Sputnik'den Sertaç Kayar'ın haberine göre, Türkiye'deki 42 termik santralden 15 tanesinde baca filtresi bulunmadığını söyleyen Koramaz, şöyle devam etti:
"Günümüzde özellikle Ortadoğu'da devam eden çatışmaların temelinde büyük oranda bölgenin zengin enerji kaynakları üzerinde söz sahibi olma mücadelesi yatmaktadır. Geçmişte Türkiye Elektrik Kurumu'nun tekel statüsüne karşı çıkanlar, bugün birkaç holdingin sektörde tekelleşmesini görmezden geliyor. Enerji sektörünün özel şirketler elinde tekelleşmesi, enerji üretim ve dağıtımın tümüyle kâr-zarar hesabına indirgenmesi, ülkenin ortak geleceğini riske atmaktadır. Geçtiğimiz günlerde ülke gündemine gelen termik santrallere filtre takılması meselesi ülkemizi yönetenlerin bu konuda ne kadar sorumsuzca davrandığının açık göstergesidir. Bildiğiniz gibi hali hazırda ülkemizde üretimde bulunan 42 termik santralden 15 tanesinin baca filtresi bulunmuyor ve çevre mevzuatı gereği bunların 6 yıl içerisinde filtre taktırması gerekiyordu. Bu santrallere sahip olan şirketler 6 yıldır bunu yapmadılar ve başta Kahramanmaraş ve Manisa olmak üzere bu santrallerin bulunduğu illerimizde hava kirliliği yaşamı tehdit eden boyuta geldi. Buna rağmen AK Parti ve MHP’nin oylarıyla TBMM’de kabul edilen kanunla bu santrallerin filtre takma zorunluluğu 2.5 yıl daha ertelenmişti. Neyse ki, bu karara karşı gelişen toplumsal muhalefet Cumhurbaşkanı’nın yasayı veto etmesine neden oldu. Böylelikle Erdoğan, AK Parti Genel Başkanı sıfatıyla çıkardığı yasayı, Cumhurbaşkanı sıfatıyla veto ederek tarihe geçti.”

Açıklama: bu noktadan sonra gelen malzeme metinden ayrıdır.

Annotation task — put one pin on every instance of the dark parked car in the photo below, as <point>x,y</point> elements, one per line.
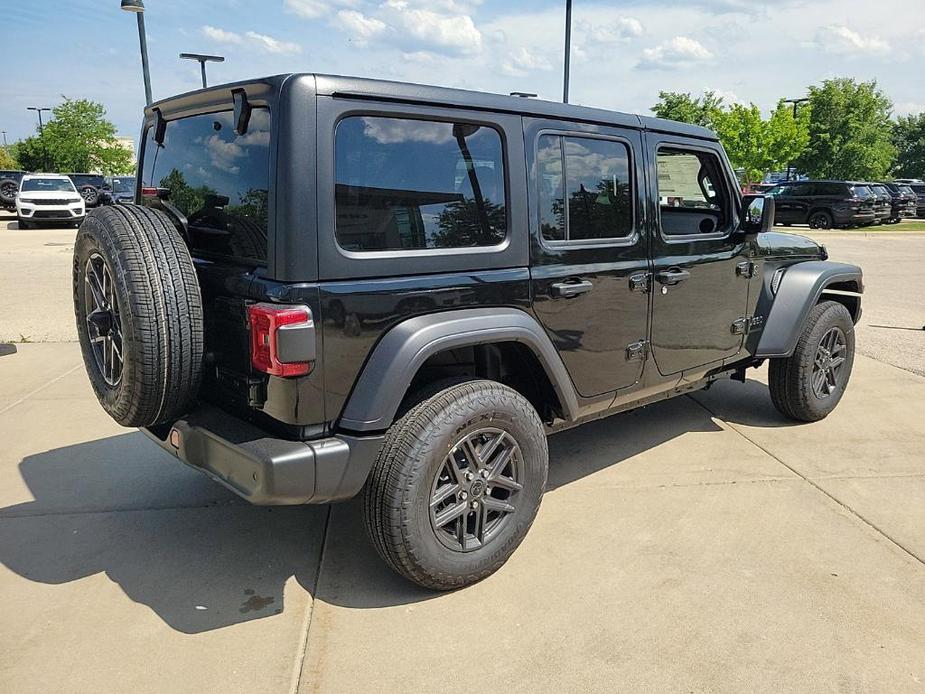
<point>398,291</point>
<point>117,190</point>
<point>883,204</point>
<point>904,201</point>
<point>89,187</point>
<point>9,186</point>
<point>824,204</point>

"ÜLKEDE KAOS HALİ YAŞANMAKTADIR"
Elektrik Mühendisleri Odası Diyarbakır Şube Başkanı Mehmet Orak ise, Türkiye'de yaşanan siyasi gelişmelere dikkat çekerek, "Ülkede bir kaos hali yaşanmaktadır. Örneğin; güncel olarak ve hepimizi ilgilendiren ekonomik duruma baktığımızda devletin resmi kurumu olan TÜİK'in verileri gerçeği yansıtmamaktadır, enflasyon oranı saray damadının eli ile istenen oranda belirlenmektedir. İktidar tüm yoksul, yetim ve emekçilerin cüzdanına göz dikmiştir, resmen hak gaspı yapıp Hırsızlık yapmaktadırlar. Birçok meslektaşımız ekonomik açıdan çok zor durumdadır. AK Parti-MHP bloğu, faşizmi kurumsallaştırarak, düşünmeyen, üretmeyen, biat eden bir toplum yaratmak istiyor. Sarayın politikaları bu topraklarda yaşayan halkları, birbiri ile düşmanlaştırdı, ötekileştirdi, ayrıştırdı. Dini siyasete alet ederek nemalandı, oini mezheplere, halkları kökenlerine ayırdı, kardeşi kardeşe düşman ettirdi" diye konuştu.